Читаем История Жака Казановы де Сейнгальт. Том 11 полностью

Я решил наказать себя, чем заслужить любовь донны Игнасии, которая меня любила и которая предполагала, быть может, оказывать сопротивление, которое меня бы огорчило. Я пожелал им доброй ночи, самыми нежными словами, заверив, что они могут быть спокойны, и направился в свою комнату, где сразу лег, погасив свечу. Но сразу поднялся, чтобы посмотреть, не воспользовались ли они случаем, чтобы продемонстрировать мне свои секретные прелести, предполагая, что я могу быть наблюдателем. Некрасивая кузина поговорила очень тихо с донной Игнасией, которая как раз собиралась снять юбку, и момент спустя та дунула на свечу. Я лег. На следующий день я проснулся в шесть часов, поднялся, и через стекло увидел застеленную постель и все в полном порядке; нету обеих кузин. Это был третий день Пятидесятницы, они, конечно, пошли к мессе в церковь Соледад. Донна Игнасия вошла одна в десять часов, я писал, одетый, собираясь выйти в одиннадцать и идти к мессе. Она сказала, что оставалась три часа в церкви вместе с кузиной, которую оставила у ее двери.

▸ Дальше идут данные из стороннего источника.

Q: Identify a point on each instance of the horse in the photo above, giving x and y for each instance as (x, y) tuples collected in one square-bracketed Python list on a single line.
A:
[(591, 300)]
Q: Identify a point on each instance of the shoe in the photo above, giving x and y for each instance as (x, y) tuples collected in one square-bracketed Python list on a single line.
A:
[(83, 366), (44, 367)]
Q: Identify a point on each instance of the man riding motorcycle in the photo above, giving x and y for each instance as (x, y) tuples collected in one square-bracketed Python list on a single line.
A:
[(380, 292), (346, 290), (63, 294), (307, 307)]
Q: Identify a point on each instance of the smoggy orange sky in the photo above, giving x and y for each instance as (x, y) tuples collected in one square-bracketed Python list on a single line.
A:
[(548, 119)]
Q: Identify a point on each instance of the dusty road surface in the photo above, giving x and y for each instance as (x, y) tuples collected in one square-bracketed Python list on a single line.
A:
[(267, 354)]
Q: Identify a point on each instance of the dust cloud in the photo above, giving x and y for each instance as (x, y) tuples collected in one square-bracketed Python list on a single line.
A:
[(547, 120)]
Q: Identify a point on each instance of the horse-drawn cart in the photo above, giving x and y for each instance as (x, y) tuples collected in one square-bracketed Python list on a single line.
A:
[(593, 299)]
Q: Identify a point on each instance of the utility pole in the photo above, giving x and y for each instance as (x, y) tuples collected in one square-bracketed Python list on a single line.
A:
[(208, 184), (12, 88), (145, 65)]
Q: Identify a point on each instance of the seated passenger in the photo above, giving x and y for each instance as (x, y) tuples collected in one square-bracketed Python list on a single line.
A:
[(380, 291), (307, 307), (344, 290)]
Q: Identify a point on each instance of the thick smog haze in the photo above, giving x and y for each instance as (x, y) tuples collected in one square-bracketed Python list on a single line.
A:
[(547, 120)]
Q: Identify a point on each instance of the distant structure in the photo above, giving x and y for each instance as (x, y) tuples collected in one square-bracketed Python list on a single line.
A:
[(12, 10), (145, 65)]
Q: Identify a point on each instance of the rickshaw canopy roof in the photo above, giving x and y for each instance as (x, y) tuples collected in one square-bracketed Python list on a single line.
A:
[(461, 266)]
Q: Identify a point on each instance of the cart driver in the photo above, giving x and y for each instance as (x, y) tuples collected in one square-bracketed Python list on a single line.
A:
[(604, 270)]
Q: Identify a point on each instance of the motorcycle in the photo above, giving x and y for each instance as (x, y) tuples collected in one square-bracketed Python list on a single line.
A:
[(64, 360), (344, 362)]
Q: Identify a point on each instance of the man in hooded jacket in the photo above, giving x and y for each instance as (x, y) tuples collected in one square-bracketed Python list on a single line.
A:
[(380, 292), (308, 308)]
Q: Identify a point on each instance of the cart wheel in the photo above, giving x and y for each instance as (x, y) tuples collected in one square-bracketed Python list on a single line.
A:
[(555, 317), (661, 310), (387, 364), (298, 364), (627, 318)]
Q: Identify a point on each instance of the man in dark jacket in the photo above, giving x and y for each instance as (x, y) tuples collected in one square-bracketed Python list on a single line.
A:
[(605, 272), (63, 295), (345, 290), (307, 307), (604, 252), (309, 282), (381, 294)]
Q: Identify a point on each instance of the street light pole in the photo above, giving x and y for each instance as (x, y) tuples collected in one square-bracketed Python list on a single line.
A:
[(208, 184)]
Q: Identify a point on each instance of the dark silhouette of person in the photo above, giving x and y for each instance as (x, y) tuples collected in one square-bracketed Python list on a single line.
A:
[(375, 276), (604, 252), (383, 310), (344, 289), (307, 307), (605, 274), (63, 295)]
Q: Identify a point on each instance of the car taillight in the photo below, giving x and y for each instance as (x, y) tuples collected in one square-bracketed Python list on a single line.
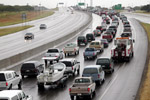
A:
[(98, 76), (6, 84), (69, 89), (89, 89), (93, 54)]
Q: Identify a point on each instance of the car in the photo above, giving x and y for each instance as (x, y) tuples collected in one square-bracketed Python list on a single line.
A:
[(97, 45), (14, 95), (108, 35), (126, 34), (71, 66), (71, 48), (90, 53), (29, 36), (43, 26), (96, 72), (84, 86), (9, 79), (104, 42), (31, 68), (97, 32), (106, 63), (82, 40), (90, 37), (53, 54)]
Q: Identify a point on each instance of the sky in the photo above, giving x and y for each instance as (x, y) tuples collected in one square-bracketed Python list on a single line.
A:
[(53, 3)]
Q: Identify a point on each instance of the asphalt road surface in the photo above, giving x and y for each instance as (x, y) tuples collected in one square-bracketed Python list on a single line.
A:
[(58, 25), (121, 85)]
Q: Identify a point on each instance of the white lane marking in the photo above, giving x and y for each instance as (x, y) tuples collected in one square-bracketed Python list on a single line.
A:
[(109, 87)]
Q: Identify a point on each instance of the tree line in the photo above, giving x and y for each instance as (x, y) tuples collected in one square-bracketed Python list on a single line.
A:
[(15, 8)]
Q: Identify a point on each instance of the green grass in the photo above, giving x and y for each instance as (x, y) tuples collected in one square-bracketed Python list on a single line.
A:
[(6, 31), (145, 90)]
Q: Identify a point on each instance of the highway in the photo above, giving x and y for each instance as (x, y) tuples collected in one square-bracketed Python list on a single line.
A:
[(121, 85), (58, 25)]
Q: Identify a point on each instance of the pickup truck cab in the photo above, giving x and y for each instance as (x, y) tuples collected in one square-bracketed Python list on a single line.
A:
[(53, 54), (96, 72), (82, 86), (71, 65), (108, 36), (97, 45), (106, 63), (8, 79), (90, 53), (71, 48), (14, 95)]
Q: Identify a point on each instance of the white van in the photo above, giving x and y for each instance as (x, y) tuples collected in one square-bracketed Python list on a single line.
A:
[(14, 95)]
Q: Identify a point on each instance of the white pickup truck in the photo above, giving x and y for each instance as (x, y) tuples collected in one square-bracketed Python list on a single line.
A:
[(71, 48), (82, 86), (53, 54)]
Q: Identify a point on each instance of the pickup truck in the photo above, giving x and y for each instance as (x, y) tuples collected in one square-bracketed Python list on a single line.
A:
[(71, 66), (82, 86), (53, 54), (108, 36), (71, 48), (90, 53)]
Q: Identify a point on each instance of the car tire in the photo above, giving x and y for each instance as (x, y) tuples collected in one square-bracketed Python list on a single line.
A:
[(72, 97), (19, 85)]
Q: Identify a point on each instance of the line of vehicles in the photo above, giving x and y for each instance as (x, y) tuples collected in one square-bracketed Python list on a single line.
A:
[(58, 67)]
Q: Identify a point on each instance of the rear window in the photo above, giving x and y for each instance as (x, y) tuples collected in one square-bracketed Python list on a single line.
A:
[(2, 77), (82, 80), (67, 63), (3, 99), (89, 49), (28, 66), (52, 51), (90, 71), (102, 61)]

– Я подумал, что вы пошли на исповедь.

– Нет. Я ходила в воскресенье, и пойду опять в воскресенье.

– Я рад, что вы не задержались долго на исповеди из-за меня.

– Вы ошибаетесь.

– Как это я ошибаюсь! Я вас жду. Знайте, что я не хочу, чтобы мы были прокляты из-за простых желаний. Я не пришел к вам, во-первых, чтобы вас не волновать, а во-вторых, чтобы не стать страдальцем. То, что вы сделали со мной в последний день карнавала, прекратило мою влюбленность в вас, и вы внушаете мне ужас, когда я думаю, что моя и ваша нежность становятся предметом вашего раскаяния. Я провел очень дурную ночь, и я должен позаботиться о моем здоровье. Я должен подумать о том, чтобы забыть вас, и я должен начать с того, чтобы стараться вас избегать. Я сохраню ваш дом, но с завтрашнего дня начну ночевать где-то в другом месте. Знайте, что если ваша религиозность тверда, вы должны одобрить мое решение. Сообщите его вашему исповеднику в воскресенье, и вы увидите, что он его одобрит.

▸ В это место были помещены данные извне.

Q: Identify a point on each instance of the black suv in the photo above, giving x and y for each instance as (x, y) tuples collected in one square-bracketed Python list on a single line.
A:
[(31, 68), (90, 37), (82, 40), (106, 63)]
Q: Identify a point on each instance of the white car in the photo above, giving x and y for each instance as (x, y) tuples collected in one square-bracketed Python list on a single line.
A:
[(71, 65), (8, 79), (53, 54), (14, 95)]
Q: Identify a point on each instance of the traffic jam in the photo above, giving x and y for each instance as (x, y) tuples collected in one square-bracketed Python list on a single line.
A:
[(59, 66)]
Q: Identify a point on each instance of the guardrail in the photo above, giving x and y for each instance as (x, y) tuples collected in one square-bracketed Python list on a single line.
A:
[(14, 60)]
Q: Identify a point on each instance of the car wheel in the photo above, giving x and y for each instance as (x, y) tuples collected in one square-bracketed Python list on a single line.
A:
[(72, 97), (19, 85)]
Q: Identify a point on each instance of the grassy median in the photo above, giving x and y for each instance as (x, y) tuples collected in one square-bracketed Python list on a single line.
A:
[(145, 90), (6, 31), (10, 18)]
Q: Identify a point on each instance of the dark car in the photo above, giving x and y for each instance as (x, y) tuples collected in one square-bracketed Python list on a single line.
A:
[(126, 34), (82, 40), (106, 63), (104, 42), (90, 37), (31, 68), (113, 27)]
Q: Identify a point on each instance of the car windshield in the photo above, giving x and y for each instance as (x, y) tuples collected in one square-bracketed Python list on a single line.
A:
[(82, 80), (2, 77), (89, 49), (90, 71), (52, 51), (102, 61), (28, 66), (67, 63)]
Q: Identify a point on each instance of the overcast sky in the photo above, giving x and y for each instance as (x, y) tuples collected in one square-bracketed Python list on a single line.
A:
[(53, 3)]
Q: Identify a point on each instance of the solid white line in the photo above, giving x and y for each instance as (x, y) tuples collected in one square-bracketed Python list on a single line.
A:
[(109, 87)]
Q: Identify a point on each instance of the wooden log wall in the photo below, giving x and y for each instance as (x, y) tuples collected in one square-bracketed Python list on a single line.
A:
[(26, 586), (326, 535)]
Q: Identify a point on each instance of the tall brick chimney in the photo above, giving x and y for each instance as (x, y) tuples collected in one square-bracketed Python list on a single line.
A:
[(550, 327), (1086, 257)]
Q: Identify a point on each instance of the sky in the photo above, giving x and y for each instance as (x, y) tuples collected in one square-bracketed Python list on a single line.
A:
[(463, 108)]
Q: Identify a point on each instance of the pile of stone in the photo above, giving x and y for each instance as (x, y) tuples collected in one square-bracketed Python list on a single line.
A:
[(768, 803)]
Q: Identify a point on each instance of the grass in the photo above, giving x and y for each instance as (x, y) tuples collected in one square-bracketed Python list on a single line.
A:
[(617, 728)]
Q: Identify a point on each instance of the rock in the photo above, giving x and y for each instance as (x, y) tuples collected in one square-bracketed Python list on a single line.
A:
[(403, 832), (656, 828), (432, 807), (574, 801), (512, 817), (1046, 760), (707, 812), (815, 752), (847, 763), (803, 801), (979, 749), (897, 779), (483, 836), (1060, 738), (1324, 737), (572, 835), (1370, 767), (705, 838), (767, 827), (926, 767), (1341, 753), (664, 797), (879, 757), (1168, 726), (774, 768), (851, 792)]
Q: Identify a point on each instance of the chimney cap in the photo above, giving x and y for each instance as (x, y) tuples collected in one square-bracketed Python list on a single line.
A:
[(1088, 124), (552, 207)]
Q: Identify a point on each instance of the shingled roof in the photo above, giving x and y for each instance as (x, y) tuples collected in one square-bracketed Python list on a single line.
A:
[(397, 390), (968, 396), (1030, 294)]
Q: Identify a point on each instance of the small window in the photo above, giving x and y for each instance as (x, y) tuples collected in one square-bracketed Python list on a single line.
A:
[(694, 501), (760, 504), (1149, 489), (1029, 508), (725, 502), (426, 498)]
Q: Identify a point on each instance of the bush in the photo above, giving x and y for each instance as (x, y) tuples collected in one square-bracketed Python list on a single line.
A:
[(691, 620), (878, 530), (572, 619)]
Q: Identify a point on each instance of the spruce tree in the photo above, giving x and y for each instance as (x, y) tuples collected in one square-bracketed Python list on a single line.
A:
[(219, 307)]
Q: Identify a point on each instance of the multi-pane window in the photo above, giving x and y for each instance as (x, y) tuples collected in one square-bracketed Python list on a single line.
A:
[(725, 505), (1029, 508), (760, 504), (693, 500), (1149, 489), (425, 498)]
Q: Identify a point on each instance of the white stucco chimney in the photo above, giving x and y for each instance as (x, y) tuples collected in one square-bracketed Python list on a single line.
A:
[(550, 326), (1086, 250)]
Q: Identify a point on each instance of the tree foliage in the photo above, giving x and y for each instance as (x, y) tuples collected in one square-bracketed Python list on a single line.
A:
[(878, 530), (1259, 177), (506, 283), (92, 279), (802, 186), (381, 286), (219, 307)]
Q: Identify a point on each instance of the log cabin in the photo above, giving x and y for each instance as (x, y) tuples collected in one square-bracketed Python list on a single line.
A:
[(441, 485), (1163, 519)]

– То, что вы говорите, верно, но я не могу с этим согласиться. Вы вольны от меня уйти, я вынесу это молча; пусть мой отец говорит, что хочет, но я буду несчастнейшей из девушек Мадрида. После этих слов она опустила свои прекрасные глаза, она пролила слезу, и она взволновала меня.

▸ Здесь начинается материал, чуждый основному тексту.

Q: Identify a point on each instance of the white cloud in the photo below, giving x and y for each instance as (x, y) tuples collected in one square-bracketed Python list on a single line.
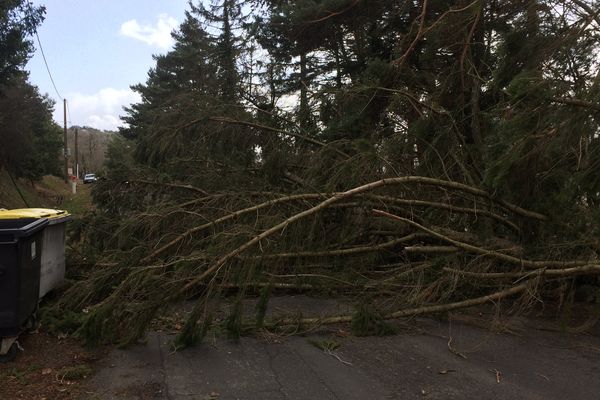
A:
[(158, 35), (100, 110)]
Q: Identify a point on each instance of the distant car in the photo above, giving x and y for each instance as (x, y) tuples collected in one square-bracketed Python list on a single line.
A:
[(89, 178)]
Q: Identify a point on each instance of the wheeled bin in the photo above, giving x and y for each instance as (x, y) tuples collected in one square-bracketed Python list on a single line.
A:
[(21, 242), (52, 271)]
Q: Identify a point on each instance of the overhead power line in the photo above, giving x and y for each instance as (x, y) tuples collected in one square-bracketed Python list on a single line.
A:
[(47, 68)]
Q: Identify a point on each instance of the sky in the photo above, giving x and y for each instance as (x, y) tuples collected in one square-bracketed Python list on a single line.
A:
[(97, 49)]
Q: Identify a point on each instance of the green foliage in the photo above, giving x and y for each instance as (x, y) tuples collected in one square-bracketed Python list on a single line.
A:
[(262, 305), (18, 20), (30, 141)]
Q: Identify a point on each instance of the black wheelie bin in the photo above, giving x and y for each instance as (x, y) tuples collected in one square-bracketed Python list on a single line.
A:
[(21, 242)]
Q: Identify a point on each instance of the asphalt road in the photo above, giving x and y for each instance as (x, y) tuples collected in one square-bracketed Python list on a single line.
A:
[(417, 364)]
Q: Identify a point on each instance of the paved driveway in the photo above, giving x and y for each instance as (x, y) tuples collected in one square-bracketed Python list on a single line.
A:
[(478, 364)]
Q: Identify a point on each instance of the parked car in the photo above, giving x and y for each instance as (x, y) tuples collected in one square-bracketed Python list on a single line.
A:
[(89, 178)]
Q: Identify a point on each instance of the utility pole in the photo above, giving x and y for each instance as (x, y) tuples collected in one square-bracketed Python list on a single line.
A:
[(76, 153), (66, 144)]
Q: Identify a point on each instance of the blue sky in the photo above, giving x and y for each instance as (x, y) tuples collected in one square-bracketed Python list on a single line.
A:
[(96, 49)]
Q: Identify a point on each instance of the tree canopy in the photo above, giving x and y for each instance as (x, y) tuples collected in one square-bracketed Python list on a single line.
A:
[(29, 140), (404, 148)]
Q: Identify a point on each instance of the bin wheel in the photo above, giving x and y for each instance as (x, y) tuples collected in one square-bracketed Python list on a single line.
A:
[(11, 355), (32, 322)]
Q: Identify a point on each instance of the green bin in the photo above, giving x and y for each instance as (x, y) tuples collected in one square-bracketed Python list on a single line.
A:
[(52, 272), (20, 261)]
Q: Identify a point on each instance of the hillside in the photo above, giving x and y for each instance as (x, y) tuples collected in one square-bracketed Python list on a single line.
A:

– Донна Игнасия, я люблю вас, и я надеюсь, что страсть, которую вы мне внушили, не станет причиной моего осуждения; я не могу вас видеть и не любить вас, и не могу вас любить и не оказывать вам свидетельств, которые моя любовь настоятельно требует от меня, в той форме, в какой они необходимы для моего счастья. Если я ухожу, вы говорите мне, что станете несчастны, и я не могу на это решиться; если я остаюсь, а вы не измените свои принципы, это я стану несчастным и даже потеряю свое здоровье. Скажите же мне, наконец, что я должен делать. Должен ли я уйти или остаться? Выбирайте.

– Останьтесь.

– Вы станете доброй и нежной со мной, какой вы были, может быть, к несчастью для меня.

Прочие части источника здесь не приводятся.